The Greek photographer Petros Koublis' landscapes don't afford a traditional view of Athens. There are no buildings with tiled roofs packed closely together, no piazzas and certainly no Acropolis. Koubis's bucolic photographs appear to be a world apart from the ancient, beleaguered city, though his locations are less than 30 miles from the centre of the struggling Greek capital.
His photo-series, In Landcapes, subtitled 'An alternate state in parallel time', shows the other side of Athens: one covered in woodlands, grassy fields and wildlife and in direct contrast to the hustle and current tensions within the city.
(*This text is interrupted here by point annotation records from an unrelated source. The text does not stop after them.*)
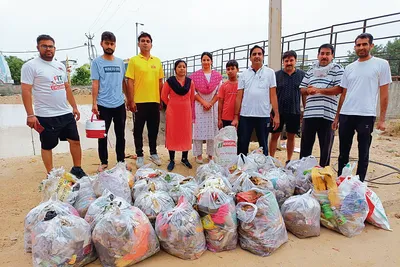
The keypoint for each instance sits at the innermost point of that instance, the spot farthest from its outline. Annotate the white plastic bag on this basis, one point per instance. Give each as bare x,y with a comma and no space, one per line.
62,240
124,237
180,231
301,214
38,213
266,232
114,180
225,146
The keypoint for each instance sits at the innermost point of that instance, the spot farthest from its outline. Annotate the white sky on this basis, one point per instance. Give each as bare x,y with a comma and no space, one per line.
179,27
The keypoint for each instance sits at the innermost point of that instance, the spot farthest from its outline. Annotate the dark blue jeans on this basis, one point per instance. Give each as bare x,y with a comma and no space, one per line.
245,129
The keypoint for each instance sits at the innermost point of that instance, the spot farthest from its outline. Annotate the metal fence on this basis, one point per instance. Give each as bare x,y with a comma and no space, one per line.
384,29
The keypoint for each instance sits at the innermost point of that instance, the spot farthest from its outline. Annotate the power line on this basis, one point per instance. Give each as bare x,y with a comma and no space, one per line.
115,11
100,14
35,51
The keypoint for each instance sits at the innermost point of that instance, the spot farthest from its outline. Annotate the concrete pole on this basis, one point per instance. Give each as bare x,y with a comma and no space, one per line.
275,34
"Surrounded by the silence of centenarian olive groves, meadows, mountains and seas, the city today struggles to carry the weight of its own existence," Koublis says, "facing a rather tough and tense present. This is a prolonged silence that seems to surround the loud and desperate cry that comes out of the capital city."
Starting out as a painter, Koubis took up photography in 2000 and, after studying his craft in Athens turned professional in 2004. He has since had his work featured in magazines and exhibitions across Greece and the rest of Europe.
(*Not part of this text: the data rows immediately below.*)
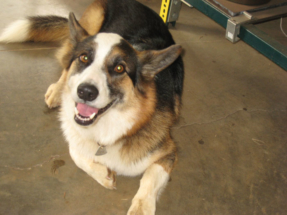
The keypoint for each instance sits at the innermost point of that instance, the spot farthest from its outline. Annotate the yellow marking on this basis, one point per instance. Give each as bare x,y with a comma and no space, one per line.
164,9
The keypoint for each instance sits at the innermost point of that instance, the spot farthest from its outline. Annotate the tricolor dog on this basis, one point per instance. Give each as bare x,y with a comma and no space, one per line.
120,92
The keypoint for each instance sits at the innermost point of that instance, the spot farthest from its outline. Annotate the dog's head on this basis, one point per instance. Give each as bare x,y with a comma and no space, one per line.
105,72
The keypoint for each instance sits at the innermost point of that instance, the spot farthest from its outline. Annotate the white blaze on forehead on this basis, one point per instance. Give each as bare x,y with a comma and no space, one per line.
95,73
105,42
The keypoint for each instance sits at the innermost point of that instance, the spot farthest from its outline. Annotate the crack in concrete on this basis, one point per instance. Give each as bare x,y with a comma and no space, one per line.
52,157
228,115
While Koubis' landscapes are far from the metropolis of Athens, idyllic and at times magical, there is still a sense of apprehension accentuated by broken and fallen trees, autumnal orange bushes which cut through the trees like fire and loan animals which seem acutely aware of the photographer's presence.
"There is no beauty that is timeless but the timelessness of nature can reflect a new direction, maybe even a hope. It's not a blissful silence but it's an inspiring one," Koublis concludes.